Saturday, January 07, 2006
GREAT STATESWOMAN APPLAUDED
The Pittsburgh Tribune-Review interviews Christopher Hitchens:
Q: What’s the biggest misconception or myth or fallacy Americans have about what is going on in Iraq?
A: To think our engagement with Iraq began in 2003 and that we had the option of not doing anything there and presumably should have exercised that option. The beginning of wisdom is the realization of responsibility. We’ve inherited responsibility for Iraq starting at least from the moment when Jimmy Carter encouraged Saddam Hussein to attack Iran, but perhaps earlier than that in the ‘60s when the CIA most certainly did help Saddam’s wing of the Baath Party to come to power. ... We have to accept that a busted up and screwed up Iraq was in our future no matter what.
Q: Does that mean you are of the “We broke it, but we broke it a long time ago school” and now we’ve got to fix it?
A: When I first heard the Pottery Barn analogy put—I think by that great stateswoman Maureen Dowd—I thought how irritating and how trivial.
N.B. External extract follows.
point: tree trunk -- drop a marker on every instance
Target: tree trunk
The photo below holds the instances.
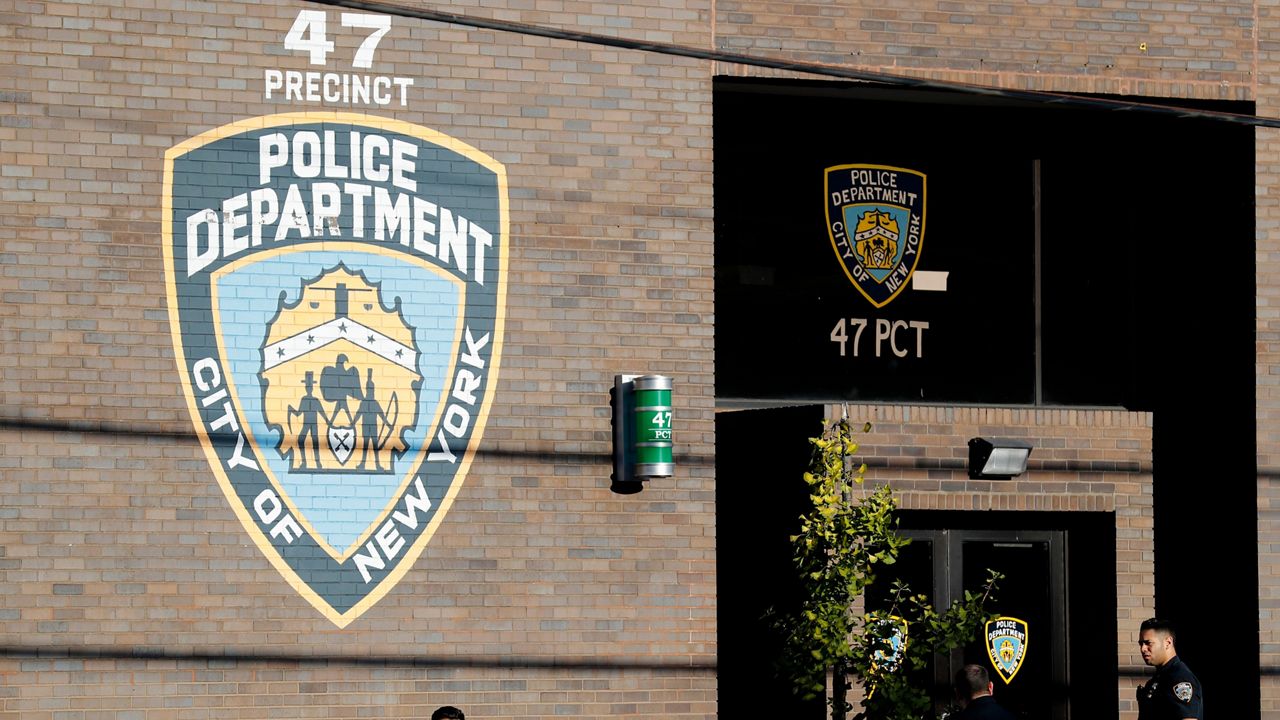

But then I thought, “You know what, by accident, she’s got it right.” Because, OK, “You break it, you own it,” can be rephrased. It was broken and we did own it. And so everything has to start with that recognition. ... The main criticism that the neocons have, and I take more or less their line on this, is that all of this should have been taken care of in 1991. They should not have let Saddam Hussein survive his conquest of Kuwait and his defeat there. He should have gone down then and we should never have tortured the Iraqi people with sanctions for 12 years.
Read the whole thing. And this, by Stephen F. Hayes:
The former Iraqi regime of Saddam Hussein trained thousands of radical Islamic terrorists from the region at camps in Iraq over the four years immediately preceding the U.S. invasion, according to documents and photographs recovered by the U.S. military in postwar Iraq. The existence and character of these documents has been confirmed to THE WEEKLY STANDARD by eleven U.S. government officials.
Austin Bay has further thoughts.
(Via Instapundit, who also points to new evidence of Edward Kennedy’s growing confusion. The Boston booze silo lately referred to “the Goldwater presidency”; a couple of weeks ago, he described Mao’s collected thoughts as “the official Chinese version of Mao Tse-tung’s Communist Manifesto”.)